Everyone else is so lovely too. Any person who passes me along the path or around the shops will bring their hands to their chest and say Namasde, smiling excitedly when I say it back. The lady who cooks for us everyday pinches my cheeks and remembers to make my chai without milk. The groundskeeper (who claims to be the oldest man at Aarohi) takes time every morning to teach us new Hindi words even though his English is slightly stuttered. The teachers at the school greet me and invite me into their classrooms, while the principal stands back with a look of great appreciation for the workshops put on my volunteers. The children grab onto my hands as I leave and shout “Becca bye! Becca bye!!!” Then the dance teacher ushers me in to watch every practice, something I love. My roommate is a certified yoga teacher who will put me through a series of poses at the slight suggestion that I’d like to stretch out a certain part of my body. I go home every day with a bag stuffed full of peaches and apricots given to us by the generous strangers who grow them.

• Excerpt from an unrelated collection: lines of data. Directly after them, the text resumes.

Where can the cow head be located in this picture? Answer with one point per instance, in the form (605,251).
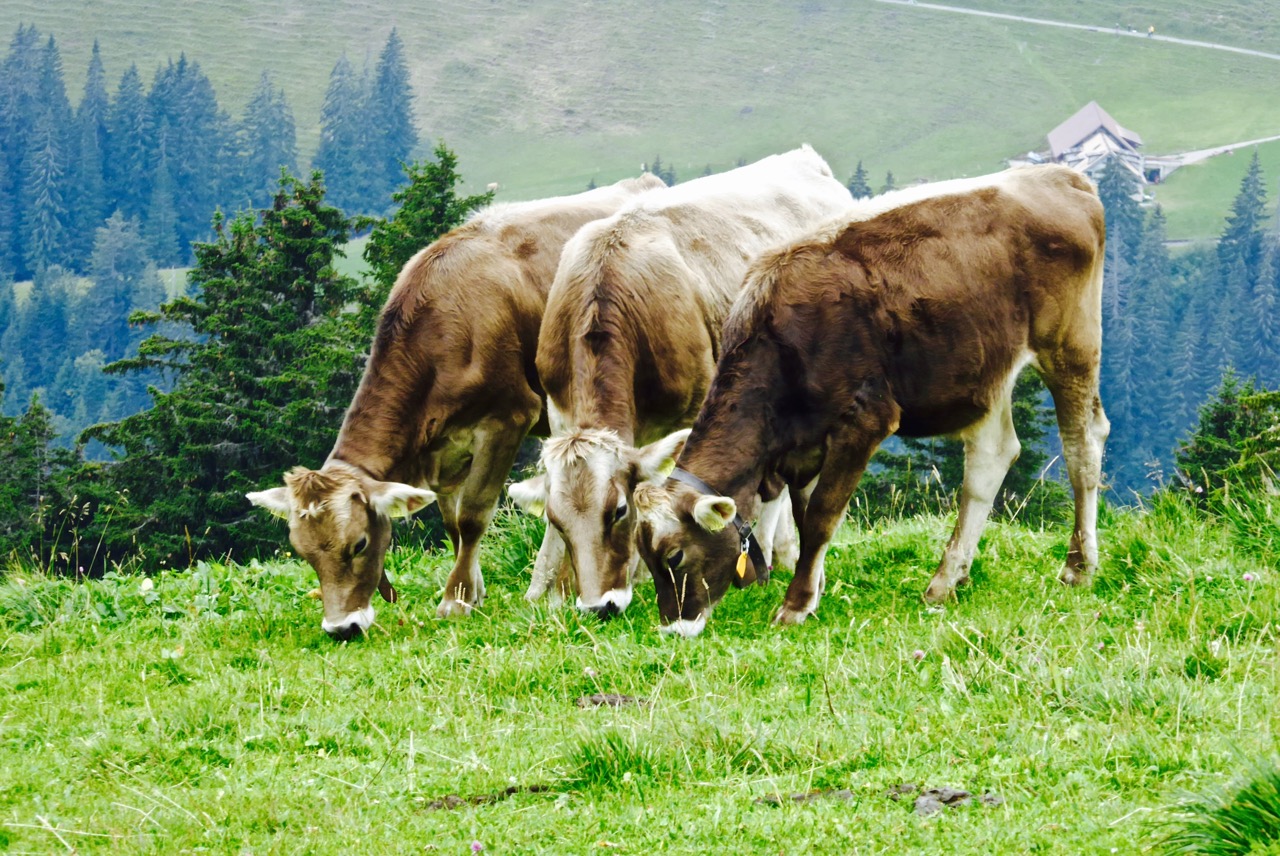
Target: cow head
(339,521)
(585,494)
(691,548)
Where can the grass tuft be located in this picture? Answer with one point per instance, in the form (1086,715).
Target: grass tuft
(1242,822)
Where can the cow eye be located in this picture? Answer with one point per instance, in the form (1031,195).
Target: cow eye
(620,512)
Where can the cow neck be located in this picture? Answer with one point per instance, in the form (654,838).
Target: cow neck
(375,431)
(735,439)
(604,381)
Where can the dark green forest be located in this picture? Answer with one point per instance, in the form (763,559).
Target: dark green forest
(135,416)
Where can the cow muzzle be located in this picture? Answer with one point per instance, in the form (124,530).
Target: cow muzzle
(611,603)
(351,625)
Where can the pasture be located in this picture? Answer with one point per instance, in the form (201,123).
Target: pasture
(206,710)
(545,97)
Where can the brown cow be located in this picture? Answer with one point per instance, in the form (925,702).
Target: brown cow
(629,348)
(447,397)
(915,321)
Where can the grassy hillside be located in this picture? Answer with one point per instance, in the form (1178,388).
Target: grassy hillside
(210,713)
(544,96)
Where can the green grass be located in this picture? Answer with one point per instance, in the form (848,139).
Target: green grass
(210,712)
(545,96)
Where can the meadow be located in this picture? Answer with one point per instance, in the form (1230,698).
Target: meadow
(544,97)
(206,712)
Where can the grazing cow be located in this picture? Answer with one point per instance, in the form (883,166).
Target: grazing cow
(914,321)
(629,347)
(448,394)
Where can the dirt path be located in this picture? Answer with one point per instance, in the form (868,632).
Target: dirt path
(1109,31)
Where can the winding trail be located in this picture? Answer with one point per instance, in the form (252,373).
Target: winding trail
(1107,31)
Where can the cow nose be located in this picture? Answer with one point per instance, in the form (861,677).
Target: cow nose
(343,632)
(606,610)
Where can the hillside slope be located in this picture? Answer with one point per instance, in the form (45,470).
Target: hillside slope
(543,96)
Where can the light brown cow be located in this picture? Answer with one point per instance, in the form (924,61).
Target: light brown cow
(629,347)
(917,321)
(447,397)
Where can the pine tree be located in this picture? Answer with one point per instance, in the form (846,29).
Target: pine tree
(199,132)
(268,143)
(392,101)
(161,224)
(44,210)
(1118,187)
(1242,238)
(124,280)
(428,207)
(662,170)
(87,175)
(45,228)
(342,151)
(265,362)
(19,111)
(32,483)
(1261,349)
(858,184)
(128,179)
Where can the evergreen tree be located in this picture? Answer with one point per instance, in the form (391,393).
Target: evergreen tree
(428,207)
(45,227)
(266,361)
(342,152)
(128,179)
(182,100)
(32,481)
(1242,238)
(124,280)
(662,170)
(87,174)
(44,211)
(1235,440)
(1118,188)
(1261,347)
(268,143)
(161,223)
(19,111)
(392,101)
(858,184)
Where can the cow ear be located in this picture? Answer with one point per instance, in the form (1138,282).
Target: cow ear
(396,499)
(714,513)
(530,494)
(656,461)
(275,500)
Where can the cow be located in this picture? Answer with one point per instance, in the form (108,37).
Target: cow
(915,321)
(447,397)
(627,351)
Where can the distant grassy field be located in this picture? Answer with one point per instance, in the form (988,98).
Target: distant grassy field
(547,96)
(1197,198)
(210,713)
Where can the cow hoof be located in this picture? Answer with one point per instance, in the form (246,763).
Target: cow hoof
(787,616)
(1073,576)
(453,609)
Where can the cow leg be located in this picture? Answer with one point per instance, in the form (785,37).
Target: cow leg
(549,571)
(470,509)
(1084,428)
(990,448)
(821,509)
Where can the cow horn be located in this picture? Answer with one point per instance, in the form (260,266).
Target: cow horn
(387,590)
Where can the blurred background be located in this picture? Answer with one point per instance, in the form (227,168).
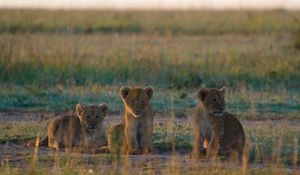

But the upsides of volunteering here aren’t just work-based. I’ve been included in many personal and cultural activities as well. The major highlights included a traditional Kumaoni dance, for which I was dressed and made up accordingly, and my new dance moves were performed (along with nine others) for a crowd of several hundred local people. I’ve had the opportunity to travel to a nearby tourist town for the weekend, where I had access to the few luxuries I’ve been missing in the hills — such as restaurant food and big markets for shopping. Finally and most recently I had a day filled with music, bright colours and fabrics, and tons of delicious food when I attended the wedding of a friend’s brother. The celebrations carried on for so long that it wasn’t possible to stay the whole way through without going home to sleep. I feel so lucky to have had these once-in-a-lifetime cultural opportunities that wouldn’t have been offered to me if I was just passing through the area rather than staying slightly longer term.
As if it’s not enough to be involved in such a vibrant community, surrounded by the beautiful forested, rolling hills leading into the Himalayas; the guest house I’ve been given to stay in is incredible. I have my own large room, with a bed made up of two single mattresses. I have a kitchen and bathroom that I share with only one roommate. I have a balcony with a view of the hills where I sit and read, or eat meals of fresh fruit and vegetables. This really is the life, in a country where the custom is to work at your own pace, I have nothing I could justifiably complain about in regards to my placement here so far.
2 replies on “The Luckiest International Intern”
Very proud of you woman!!
Nicely written as usual Becca! Agree that you are lucky and that this is a privileged position. Let me share with you my feelings about being here. After 25 years in the mountains, I still feel privileged and lucky 🙂
Also, Sheeba’s presence does add a special touch to volunteer placements! Am equally impressed by the way she remains connected to all of us and our work. Enjoy this period while you have it and you can contribute and also experience a lot during this short time in rural Kumaon.